Boundaries I once respected, I destroy. They become my new methods. The line between right and wrong, holy and unholy, disappears, fading until I forget which side is which. Knowing me, Atol would hardly expect a dirty fight. It's my best and worst weapon.

I watch, preparing for the moment when I finally spot a weakness in the armor. And then it dawns on me. A plan so terrible, so forbidden by heaven my mind should revolt against me even as I consider it.

But I hold it to the light. Twisting it this way and that, attempting to make it work. I should be horrified, even ashamed. But without Jewel, without my family, my moral compass dissipates into nothingness. Besides, what has my moral compass done for me so far, other than successfully murdering those I loved. So morality be damned. A life for life. This is the way this must end, no matter if Atol believes it to be wrong.

My moment comes two days after we've settled in a southern valley. Atol settles us near a cave resting beneath a waterfall. In the cave's depths, part of the waterfall spills inside, pouring down from the ceiling and thundering into a small pool that rises to my ankles.

The water feels slightly warmer than the hot spring and rush of the miniature waterfall spilling over my shoulders reminds me of what it felt like to have a shower.

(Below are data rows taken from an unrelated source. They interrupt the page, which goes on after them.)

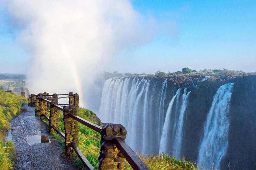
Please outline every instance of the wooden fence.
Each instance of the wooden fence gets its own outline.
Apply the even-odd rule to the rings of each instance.
[[[68,95],[58,97],[58,95]],[[68,106],[63,107],[59,105],[58,99],[68,98]],[[99,133],[101,135],[101,148],[99,169],[124,169],[126,159],[134,169],[149,169],[135,153],[125,143],[127,131],[121,124],[103,124],[101,127],[77,116],[79,107],[79,96],[70,92],[68,94],[49,95],[45,92],[29,96],[29,105],[35,106],[35,115],[40,118],[45,118],[49,122],[50,132],[56,131],[65,139],[66,155],[70,156],[74,151],[84,166],[88,169],[95,169],[77,145],[78,141],[78,122]],[[46,113],[49,110],[50,116]],[[58,129],[59,116],[59,111],[63,112],[65,133]]]

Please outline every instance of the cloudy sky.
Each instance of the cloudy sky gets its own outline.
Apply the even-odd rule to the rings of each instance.
[[[53,1],[0,0],[0,73],[256,71],[255,1]]]

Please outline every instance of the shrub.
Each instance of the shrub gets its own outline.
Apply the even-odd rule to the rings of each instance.
[[[189,74],[192,72],[192,70],[188,67],[184,67],[182,69],[182,72],[183,74]]]

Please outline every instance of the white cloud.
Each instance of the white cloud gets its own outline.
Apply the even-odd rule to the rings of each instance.
[[[81,92],[111,56],[152,39],[157,27],[127,0],[7,4],[12,21],[22,28],[19,40],[32,58],[27,83],[35,93]]]

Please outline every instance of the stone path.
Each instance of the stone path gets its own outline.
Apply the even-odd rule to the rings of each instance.
[[[27,105],[23,106],[27,111],[11,122],[12,140],[16,147],[13,169],[77,169],[62,157],[61,146],[57,142],[50,138],[50,142],[41,143],[41,135],[50,137],[49,127],[35,116],[35,107]]]

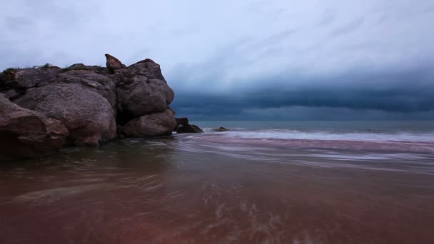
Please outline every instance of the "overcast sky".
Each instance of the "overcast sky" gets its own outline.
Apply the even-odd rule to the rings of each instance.
[[[150,58],[193,120],[434,119],[434,1],[0,2],[0,69]]]

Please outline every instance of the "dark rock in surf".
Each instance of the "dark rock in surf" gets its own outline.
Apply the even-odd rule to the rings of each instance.
[[[20,114],[26,111],[28,114],[24,117],[31,115],[41,121],[32,122],[29,126],[38,124],[49,135],[57,134],[49,132],[52,125],[64,126],[66,131],[64,141],[56,141],[54,145],[52,140],[40,138],[37,130],[23,126],[22,131],[4,133],[1,143],[16,148],[10,151],[23,151],[16,143],[16,138],[19,137],[19,140],[26,140],[26,146],[29,147],[23,154],[37,157],[55,151],[65,141],[70,146],[97,146],[117,137],[171,134],[177,126],[176,113],[168,106],[174,93],[160,66],[146,59],[126,67],[109,54],[106,58],[108,68],[75,63],[65,68],[46,65],[9,68],[0,73],[2,102],[14,105]],[[2,113],[6,116],[1,118],[9,118],[10,113],[15,114],[14,109],[4,109]],[[20,136],[26,134],[26,130],[36,141]],[[46,150],[41,148],[39,142],[46,145]],[[0,151],[2,155],[6,153]]]
[[[178,127],[176,130],[176,133],[202,133],[201,128],[196,125],[188,124],[186,126],[182,126],[181,127]]]
[[[116,137],[115,112],[110,103],[84,85],[55,83],[33,88],[13,101],[62,122],[70,132],[69,144],[97,146]]]

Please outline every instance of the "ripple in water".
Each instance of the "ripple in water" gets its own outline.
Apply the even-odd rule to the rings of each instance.
[[[226,135],[3,164],[0,243],[433,241],[430,144]]]

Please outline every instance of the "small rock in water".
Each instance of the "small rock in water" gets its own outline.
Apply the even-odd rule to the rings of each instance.
[[[188,125],[183,125],[181,127],[178,127],[176,132],[180,133],[202,133],[202,132],[203,132],[203,131],[202,131],[202,129],[200,128],[197,126],[188,124]]]

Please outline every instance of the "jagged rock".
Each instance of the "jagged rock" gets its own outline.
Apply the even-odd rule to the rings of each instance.
[[[74,64],[70,66],[69,67],[68,67],[68,68],[69,68],[71,70],[82,70],[82,71],[86,71],[88,69],[87,66],[84,63],[74,63]]]
[[[163,73],[161,73],[160,65],[149,59],[131,65],[126,69],[128,73],[136,76],[146,76],[149,79],[156,78],[166,82]]]
[[[127,118],[163,112],[173,100],[173,91],[162,80],[139,75],[125,81],[117,90],[118,111]]]
[[[173,96],[174,96],[174,95],[175,95],[175,93],[173,93]],[[172,108],[171,108],[171,107],[168,107],[168,107],[167,107],[167,109],[170,110],[170,111],[171,111],[171,112],[172,112],[172,114],[173,114],[173,115],[176,114],[176,111],[175,111],[174,110],[173,110],[173,109],[172,109]]]
[[[178,127],[176,130],[176,133],[202,133],[201,128],[196,125],[188,124],[186,126],[182,126],[181,127]]]
[[[111,68],[112,70],[123,68],[122,62],[121,62],[119,59],[113,57],[110,54],[105,54],[105,56],[107,60],[107,61],[106,62],[106,66],[107,66],[107,68]]]
[[[20,108],[0,94],[0,160],[52,154],[68,133],[60,121]]]
[[[6,96],[9,99],[13,99],[13,98],[17,98],[20,95],[21,95],[22,93],[23,92],[21,91],[16,90],[16,89],[11,89],[11,90],[3,91],[3,93],[4,95],[6,95]]]
[[[115,113],[109,102],[84,85],[30,88],[14,102],[62,122],[70,132],[69,144],[96,146],[116,136]]]
[[[127,68],[113,56],[106,57],[108,68],[75,63],[60,68],[47,63],[9,68],[0,73],[0,93],[24,108],[16,108],[63,125],[69,130],[68,145],[96,146],[116,136],[170,135],[177,126],[176,113],[168,106],[174,93],[160,66],[146,59]],[[1,139],[21,148],[9,134]],[[47,148],[53,148],[51,143],[46,142]],[[34,149],[43,151],[39,146]]]
[[[4,71],[4,84],[11,88],[27,89],[51,83],[60,68],[9,68]]]
[[[86,86],[107,99],[116,110],[117,79],[114,76],[104,76],[88,70],[73,70],[59,74],[56,82]]]
[[[176,126],[176,120],[169,110],[147,114],[135,118],[123,126],[126,137],[168,136]]]

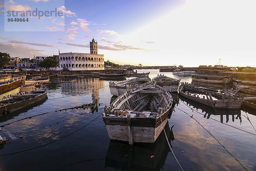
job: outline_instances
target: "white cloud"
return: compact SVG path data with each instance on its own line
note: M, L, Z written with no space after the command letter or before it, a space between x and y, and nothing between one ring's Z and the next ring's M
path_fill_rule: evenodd
M58 27L46 27L46 28L47 29L47 30L46 31L51 31L61 32L61 31L63 31L62 30L61 30L60 28L58 28Z
M18 54L20 57L32 57L34 54L44 55L44 54L42 52L44 51L26 46L0 42L0 51L7 52L10 54L11 57L17 56Z
M67 10L67 9L65 6L61 6L58 8L58 10L59 11L62 11L63 13L65 13L65 15L67 17L76 17L76 14L75 12L72 12L70 10Z
M65 24L64 23L64 22L58 22L57 21L57 19L55 18L55 19L53 19L52 20L52 23L54 23L54 24L57 24L57 25L60 25L60 26L65 26Z
M113 30L97 30L97 31L100 34L106 34L106 35L116 35L117 32Z
M72 20L71 23L70 23L70 24L71 24L71 25L77 25L78 24L78 23L76 23L76 21L74 21Z

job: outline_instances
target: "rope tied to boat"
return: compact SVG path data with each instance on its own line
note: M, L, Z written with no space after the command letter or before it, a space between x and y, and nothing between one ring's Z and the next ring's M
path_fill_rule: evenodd
M247 120L249 121L249 122L250 122L250 123L251 124L251 125L252 125L252 126L253 126L253 129L254 129L254 130L255 130L255 131L256 131L256 129L255 129L255 128L254 128L254 126L253 126L253 124L251 122L250 120L250 119L249 118L249 117L248 116L248 115L247 114L247 112L246 112L246 111L245 111L245 108L244 108L244 103L243 103L243 101L242 101L242 105L243 105L243 107L244 108L244 112L245 112L245 114L246 114L246 116L247 116L247 117L246 117L245 116L244 116L244 115L243 115L244 117L245 117L245 118L246 119L247 119Z
M221 143L221 142L220 142L208 131L207 130L206 128L205 128L200 123L199 123L199 122L198 121L198 120L196 120L193 117L193 115L190 115L190 114L188 114L187 113L186 113L186 112L183 111L181 109L179 109L179 108L176 107L178 109L179 109L179 110L180 110L180 111L183 111L183 112L184 112L185 114L186 114L187 115L189 115L189 117L190 117L192 119L193 119L194 120L195 120L195 121L198 123L198 124L199 124L201 127L202 128L203 128L204 130L205 130L205 131L207 131L208 132L208 133L209 133L209 134L212 136L212 137L213 138L214 138L217 141L217 142L221 145L222 147L223 147L223 148L224 148L224 149L227 151L227 152L228 152L228 154L229 154L232 157L233 157L235 160L236 160L236 161L237 161L237 162L238 162L239 163L239 164L240 164L240 165L241 165L242 166L242 167L243 167L243 168L244 168L245 170L246 170L247 171L248 171L248 170L244 167L244 165L242 164L242 163L241 163L239 161L238 161L238 160L237 159L236 159L236 158L234 156L233 156L227 149L227 148L226 148L225 147L225 146L224 146L224 145L223 145Z
M166 133L165 130L164 130L164 126L163 126L163 120L162 120L162 117L161 117L161 115L160 115L159 114L157 114L157 115L158 115L159 117L160 117L160 119L161 119L161 122L162 123L162 126L163 126L163 131L164 132L165 137L166 139L166 141L167 141L167 143L168 144L168 145L169 146L169 148L170 148L170 150L171 150L171 151L172 151L172 154L173 154L173 156L174 156L174 158L175 158L175 159L176 160L176 161L178 163L178 164L179 165L179 166L180 166L180 168L181 170L183 171L184 171L184 170L183 170L183 168L182 168L182 167L180 164L179 161L178 161L178 160L177 160L177 158L176 158L176 156L175 156L175 154L174 154L174 153L173 152L173 151L172 151L172 147L171 146L171 145L170 144L170 143L169 142L169 141L168 140L168 138L167 137L167 136L166 135Z

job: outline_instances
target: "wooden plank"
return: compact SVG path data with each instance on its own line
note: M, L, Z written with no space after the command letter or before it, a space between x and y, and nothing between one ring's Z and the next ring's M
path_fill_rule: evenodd
M140 91L141 93L162 93L163 91L157 90L141 90Z
M162 104L160 103L158 99L155 96L154 96L153 97L156 101L158 103L158 104L160 105L161 107L163 108L163 105L162 105Z
M141 105L142 104L142 103L143 103L143 102L145 101L145 100L144 99L143 100L141 100L141 102L140 103L140 104L139 104L139 105L137 105L137 106L136 106L136 107L133 110L133 111L135 111L136 110L136 109L137 109L139 107L140 107L140 105Z
M132 103L134 103L135 102L137 102L138 100L140 100L141 99L144 99L144 98L145 98L145 97L146 97L147 96L149 96L149 94L144 95L144 96L139 98L138 99L137 99L136 100L133 101Z
M146 102L145 102L144 103L144 104L143 105L141 106L141 107L138 110L138 111L140 111L140 110L141 109L142 109L142 108L144 108L146 105L147 105L147 104L148 103L148 102L149 102L149 100L148 100L147 101L146 101Z
M154 105L155 107L155 108L156 109L157 111L157 110L158 110L158 108L157 108L157 103L156 103L156 100L154 99L154 100L153 100L153 103L154 104Z

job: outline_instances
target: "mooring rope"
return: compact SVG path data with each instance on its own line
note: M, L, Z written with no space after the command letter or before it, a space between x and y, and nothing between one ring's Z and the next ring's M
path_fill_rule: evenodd
M180 166L180 168L181 170L183 171L184 171L184 170L183 170L183 168L182 168L182 167L180 164L179 161L178 161L178 160L177 160L177 158L176 158L176 156L175 156L175 154L174 154L174 153L173 152L173 151L172 151L172 147L171 147L171 145L170 145L170 143L169 143L169 141L168 140L168 138L167 137L167 136L166 135L166 133L165 130L164 130L164 126L163 126L163 120L162 120L162 117L161 117L161 115L160 115L160 114L158 114L158 115L160 117L160 119L161 119L161 122L162 122L162 125L163 126L163 131L164 132L164 134L165 135L166 141L167 141L167 143L168 144L168 145L169 145L169 148L170 148L170 150L171 150L171 151L172 151L172 154L173 154L173 156L174 156L174 158L175 158L175 159L176 160L176 161L178 163L178 164Z
M242 104L243 105L243 107L244 108L244 112L245 112L245 114L246 114L246 116L247 116L247 117L246 117L244 115L243 115L244 117L245 117L245 118L246 118L246 119L247 119L249 121L249 122L251 124L251 125L253 126L253 129L254 129L254 130L255 130L255 131L256 131L256 129L255 129L255 128L253 126L253 124L251 122L250 120L250 119L249 118L249 117L248 116L248 115L247 114L247 112L246 112L246 111L245 111L245 108L244 108L244 103L243 103L243 101L242 101Z
M96 120L96 119L97 119L101 115L102 115L101 114L100 115L99 115L98 116L97 116L96 118L94 119L93 120L91 120L91 121L90 121L89 123L88 123L86 125L84 125L84 126L83 126L82 127L81 127L80 128L76 130L76 131L74 131L74 132L72 132L72 133L70 133L70 134L67 134L67 135L66 135L66 136L62 137L62 138L59 138L59 139L58 139L58 140L56 140L53 141L52 141L50 142L47 143L46 143L45 144L44 144L43 145L40 145L40 146L38 146L38 147L34 147L34 148L29 148L29 149L28 149L25 150L22 150L22 151L16 151L16 152L13 152L13 153L8 153L8 154L0 154L0 156L7 156L7 155L8 155L14 154L17 154L17 153L21 153L21 152L23 152L27 151L30 151L30 150L34 150L34 149L36 149L36 148L39 148L40 147L43 147L44 146L47 145L48 145L49 144L52 144L52 143L56 142L56 141L59 141L59 140L62 140L62 139L63 139L64 138L65 138L66 137L68 137L70 135L71 135L72 134L75 133L76 132L77 132L77 131L81 130L81 129L82 129L84 128L86 126L88 125L89 124L90 124L90 123L92 123L94 121L95 121L95 120Z
M236 160L245 170L246 170L247 171L248 171L248 170L245 168L245 167L244 167L244 166L239 161L238 161L238 160L237 159L236 159L236 158L234 156L233 156L227 149L227 148L226 148L224 146L224 145L223 145L222 144L221 144L220 142L210 132L209 132L206 128L204 128L204 127L200 123L199 123L199 122L198 121L197 121L197 120L196 120L195 119L194 117L193 117L193 115L191 116L190 114L188 114L187 113L186 113L186 112L183 111L181 109L179 109L178 108L177 108L178 109L179 109L179 110L180 110L180 111L183 111L183 112L184 112L184 113L185 113L186 114L187 114L188 115L189 115L189 116L192 119L193 119L193 120L195 120L196 121L197 123L198 123L198 124L199 124L204 129L205 129L208 132L208 133L210 135L211 135L211 136L212 137L213 137L213 138L214 138L217 142L218 142L221 145L222 147L223 147L223 148L224 148L224 149L232 156L233 157L235 160Z
M187 106L187 107L188 107L190 109L192 109L192 110L193 111L195 111L195 112L196 112L198 113L198 114L201 114L202 115L204 115L204 114L201 114L201 113L200 113L200 112L198 112L198 111L195 111L195 110L194 110L193 108L190 108L190 107L189 106L188 106L187 105L186 105L186 104L185 103L184 103L184 102L183 102L182 101L182 100L180 100L180 101L181 101L181 102L182 102L183 103L184 103L184 105L185 105L186 106ZM221 123L221 122L219 121L218 120L215 120L215 119L213 119L213 118L212 118L212 117L209 117L209 118L210 118L210 119L212 119L212 120L215 120L215 121L217 121L217 122L218 122L218 123L222 123L222 124L224 124L224 125L227 125L227 126L230 126L230 127L232 127L232 128L235 128L235 129L238 129L239 130L241 131L244 131L244 132L246 132L246 133L247 133L250 134L253 134L253 135L256 135L256 134L253 134L253 133L251 133L251 132L250 132L247 131L245 131L245 130L243 130L243 129L240 129L240 128L238 128L235 127L234 127L234 126L232 126L232 125L230 125L227 124L227 123Z

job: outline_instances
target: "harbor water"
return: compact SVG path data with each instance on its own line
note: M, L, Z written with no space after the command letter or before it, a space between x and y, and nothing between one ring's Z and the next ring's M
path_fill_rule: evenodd
M138 70L148 71L151 79L161 73L192 81L190 76ZM116 98L110 80L51 81L74 79L46 85L47 99L32 108L0 116L0 135L9 140L0 146L0 171L181 170L163 132L154 144L111 140L102 116ZM165 129L184 170L256 170L256 111L216 111L172 95L177 104ZM96 101L93 113L76 108Z

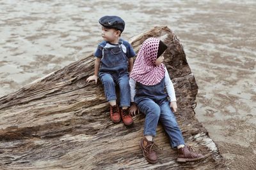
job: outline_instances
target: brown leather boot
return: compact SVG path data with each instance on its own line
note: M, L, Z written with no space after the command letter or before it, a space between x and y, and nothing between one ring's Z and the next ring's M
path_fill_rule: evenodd
M177 159L178 162L186 162L198 161L203 159L205 155L194 152L194 149L189 146L186 146L179 149L179 156Z
M153 141L148 141L145 137L140 141L140 146L143 156L150 164L155 164L158 161L156 152L153 149L153 146L155 145Z
M121 109L121 117L125 125L131 125L133 124L133 120L129 113L129 109Z
M110 118L114 123L118 123L121 120L120 110L118 105L110 106Z

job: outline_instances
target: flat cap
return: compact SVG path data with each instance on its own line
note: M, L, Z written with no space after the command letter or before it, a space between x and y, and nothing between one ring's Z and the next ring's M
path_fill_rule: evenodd
M99 23L107 28L115 28L122 32L125 24L124 21L118 16L104 16L99 20Z

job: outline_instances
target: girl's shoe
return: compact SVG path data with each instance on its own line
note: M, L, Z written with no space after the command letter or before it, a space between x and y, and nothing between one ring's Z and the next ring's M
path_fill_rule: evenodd
M125 125L131 125L133 124L133 120L131 116L129 109L123 110L121 108L121 117Z
M157 155L153 146L156 144L153 141L148 141L146 138L142 138L140 141L140 146L142 150L144 157L150 164L157 162Z
M117 104L110 106L110 118L114 123L118 123L121 120L119 107Z
M179 149L179 156L177 159L178 162L195 162L200 160L205 157L207 155L203 155L200 153L195 152L194 149L189 146L186 146L183 148Z

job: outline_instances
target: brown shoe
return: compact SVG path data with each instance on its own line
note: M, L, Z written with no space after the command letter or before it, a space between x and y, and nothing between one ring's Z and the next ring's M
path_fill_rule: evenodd
M143 156L150 164L155 164L158 161L156 152L153 149L153 146L155 145L153 141L148 141L145 137L140 141L140 146Z
M179 156L177 162L186 162L198 161L203 159L205 157L205 155L194 152L194 149L192 147L185 145L183 148L179 149Z
M133 120L129 113L129 109L121 109L121 117L125 125L131 125L133 124Z
M110 106L110 118L114 123L118 123L121 120L118 106Z

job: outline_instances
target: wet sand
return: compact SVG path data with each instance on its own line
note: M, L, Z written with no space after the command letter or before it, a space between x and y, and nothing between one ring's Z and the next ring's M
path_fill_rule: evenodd
M0 1L0 96L92 53L98 19L119 15L129 39L168 25L199 91L196 117L230 169L256 168L254 1Z

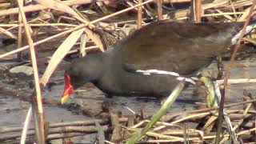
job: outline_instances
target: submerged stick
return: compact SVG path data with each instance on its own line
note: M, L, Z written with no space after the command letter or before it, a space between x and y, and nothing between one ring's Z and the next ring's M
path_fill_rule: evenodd
M144 135L159 119L160 118L166 114L169 108L172 106L172 104L175 102L179 94L182 90L184 87L184 81L179 82L175 86L174 90L172 91L170 95L168 97L165 103L160 108L160 110L155 114L152 119L146 125L146 126L135 134L128 139L126 142L126 144L133 144L135 143L142 135Z

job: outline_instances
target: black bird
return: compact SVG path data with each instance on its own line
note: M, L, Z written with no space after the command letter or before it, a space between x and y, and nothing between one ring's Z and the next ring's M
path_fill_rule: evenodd
M194 74L236 42L242 26L243 22L152 22L103 53L74 60L65 73L62 103L88 82L110 95L168 96L178 80L166 74Z

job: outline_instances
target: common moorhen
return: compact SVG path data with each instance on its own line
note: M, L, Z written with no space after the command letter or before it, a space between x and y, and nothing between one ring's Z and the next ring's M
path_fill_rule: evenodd
M108 94L167 96L178 82L176 73L190 76L210 64L234 44L242 26L243 22L152 22L103 53L74 60L65 73L62 103L88 82ZM169 74L171 72L175 73Z

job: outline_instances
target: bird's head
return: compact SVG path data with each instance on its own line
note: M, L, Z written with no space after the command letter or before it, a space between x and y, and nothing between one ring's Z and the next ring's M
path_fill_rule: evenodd
M74 90L89 82L97 82L103 73L102 54L94 54L74 59L64 74L65 86L62 104L65 103Z

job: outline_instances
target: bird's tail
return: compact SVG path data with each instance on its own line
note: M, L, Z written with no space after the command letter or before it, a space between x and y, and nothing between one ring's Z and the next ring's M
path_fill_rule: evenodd
M249 25L246 28L245 34L249 34L254 28L256 28L256 19L253 19L251 22L250 22ZM242 33L242 30L239 31L239 33L238 33L237 34L235 34L233 37L233 38L232 38L232 45L236 44L236 42L238 42L238 38L240 37L241 33Z

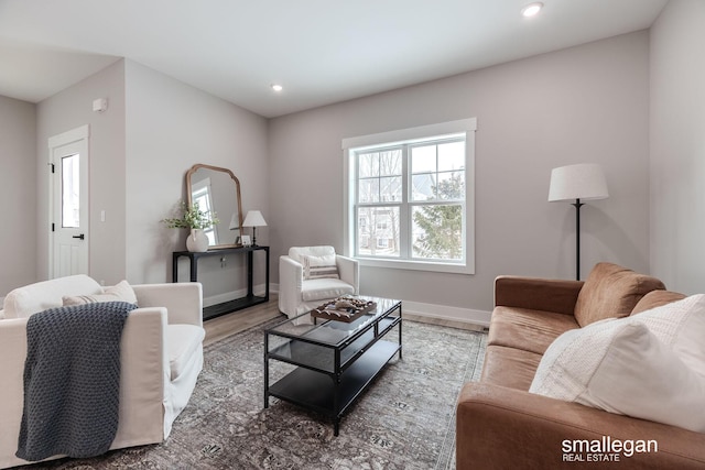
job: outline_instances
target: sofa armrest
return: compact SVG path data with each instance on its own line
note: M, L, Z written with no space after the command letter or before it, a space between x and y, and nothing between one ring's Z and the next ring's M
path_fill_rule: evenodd
M139 302L139 297L138 297ZM130 311L120 341L120 425L111 449L164 439L165 384L170 382L164 307Z
M658 452L619 453L622 468L695 469L705 466L705 434L607 413L514 389L467 383L457 404L456 468L562 468L566 441L655 441ZM595 466L582 452L586 468ZM614 453L614 452L605 452ZM599 457L599 456L598 456ZM599 467L599 464L597 464ZM582 467L581 467L582 468Z
M495 306L573 315L583 284L583 281L499 276L495 280Z
M279 256L279 309L289 317L296 315L303 281L304 266L289 255Z
M140 307L165 307L169 324L203 327L203 287L200 283L133 285Z
M28 318L0 320L0 468L30 463L14 456L24 403ZM110 448L164 439L164 383L169 359L164 345L166 309L130 311L120 339L120 407Z
M347 256L335 255L335 263L338 267L340 280L355 287L355 295L360 292L360 263Z

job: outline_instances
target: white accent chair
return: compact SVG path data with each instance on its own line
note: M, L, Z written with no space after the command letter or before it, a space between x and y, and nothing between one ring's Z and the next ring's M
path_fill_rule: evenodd
M328 277L329 265L335 265L339 278ZM317 267L326 274L321 277L313 274ZM292 247L289 255L279 258L279 309L289 318L312 310L325 300L357 295L359 286L357 260L336 254L333 247Z
M203 369L202 285L131 287L139 308L128 316L120 340L119 424L111 449L166 439ZM4 298L0 310L0 468L31 463L14 455L24 403L28 318L61 307L64 296L98 295L105 295L104 288L82 274L30 284Z

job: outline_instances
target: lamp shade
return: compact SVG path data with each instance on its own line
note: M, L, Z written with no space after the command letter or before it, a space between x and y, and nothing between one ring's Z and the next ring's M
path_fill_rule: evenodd
M267 222L259 210L248 210L242 227L265 227Z
M603 167L594 163L581 163L553 168L549 201L574 199L606 199L607 181Z
M228 227L230 230L236 230L240 228L240 217L238 216L238 212L234 212L232 217L230 218L230 227Z

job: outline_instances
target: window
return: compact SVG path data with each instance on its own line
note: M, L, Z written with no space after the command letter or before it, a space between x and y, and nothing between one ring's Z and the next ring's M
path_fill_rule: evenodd
M344 140L346 253L473 273L475 129L467 119Z

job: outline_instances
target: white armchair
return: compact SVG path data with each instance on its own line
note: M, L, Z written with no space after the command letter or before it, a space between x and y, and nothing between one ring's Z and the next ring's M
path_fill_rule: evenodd
M359 293L357 260L333 247L293 247L279 259L279 309L289 318L325 300Z
M166 439L203 369L200 284L131 287L139 308L128 316L120 339L119 424L111 449ZM26 324L31 315L62 306L63 296L97 297L105 291L85 275L61 277L14 289L0 310L0 468L30 463L15 457L24 403Z

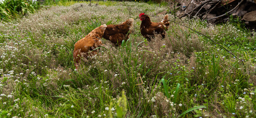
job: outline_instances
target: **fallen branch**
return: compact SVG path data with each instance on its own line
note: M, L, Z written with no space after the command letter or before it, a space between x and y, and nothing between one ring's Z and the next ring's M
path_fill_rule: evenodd
M193 8L192 10L188 12L188 13L186 13L186 14L183 14L183 15L181 16L180 17L183 17L184 16L186 16L187 15L189 15L189 14L190 14L190 13L192 12L193 11L194 11L194 10L197 9L199 7L201 7L201 6L204 5L205 4L206 4L206 3L207 3L209 2L210 2L210 1L213 1L212 0L206 0L206 1L203 1L203 2L202 2L202 3L201 4L200 4L198 6L195 7L195 8Z

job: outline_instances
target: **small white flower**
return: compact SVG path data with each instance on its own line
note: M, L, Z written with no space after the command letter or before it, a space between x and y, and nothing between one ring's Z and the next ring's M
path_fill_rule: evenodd
M0 95L0 96L6 96L6 95L5 94L1 94Z
M179 106L180 106L180 107L181 107L181 106L182 106L182 104L181 103L181 104L179 104Z
M45 118L47 118L48 117L48 116L49 115L48 114L46 114L46 115L44 115L44 117Z
M158 118L158 117L157 117L157 115L152 115L152 117L153 118Z
M173 106L173 102L171 102L171 106Z

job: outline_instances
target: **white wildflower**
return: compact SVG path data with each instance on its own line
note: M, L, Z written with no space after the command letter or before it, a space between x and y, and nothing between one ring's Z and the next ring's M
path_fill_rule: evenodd
M44 117L45 118L47 118L47 117L48 117L48 116L49 115L48 114L46 114L46 115L44 115Z
M8 95L8 96L7 96L7 97L12 98L12 95Z
M0 96L6 96L6 95L5 94L1 94L0 95Z

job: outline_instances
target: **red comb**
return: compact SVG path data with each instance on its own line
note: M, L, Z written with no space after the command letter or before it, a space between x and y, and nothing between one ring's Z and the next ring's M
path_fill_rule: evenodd
M139 16L140 17L141 17L142 15L143 15L144 14L145 14L144 13L140 13L140 14L139 14Z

This small reminder of home makes me even more eager to go back.

Atol and I take turns each evening before the sun falls. Discreetly, I usually head in first, showering beneath the crashing water as quickly as I can before Atol comes in after me. But tonight I let him go first. And as usual, he takes the weapons with him, leaving everything else behind.

Once he disappears, I wait a few minutes. After the time passes, I descend into the mouth of the cave, soul trembling. Heaven bends down her ear, her eyes glued to me in all of earth's picture. I try not falter under her gaze, to disappoint her with my intent.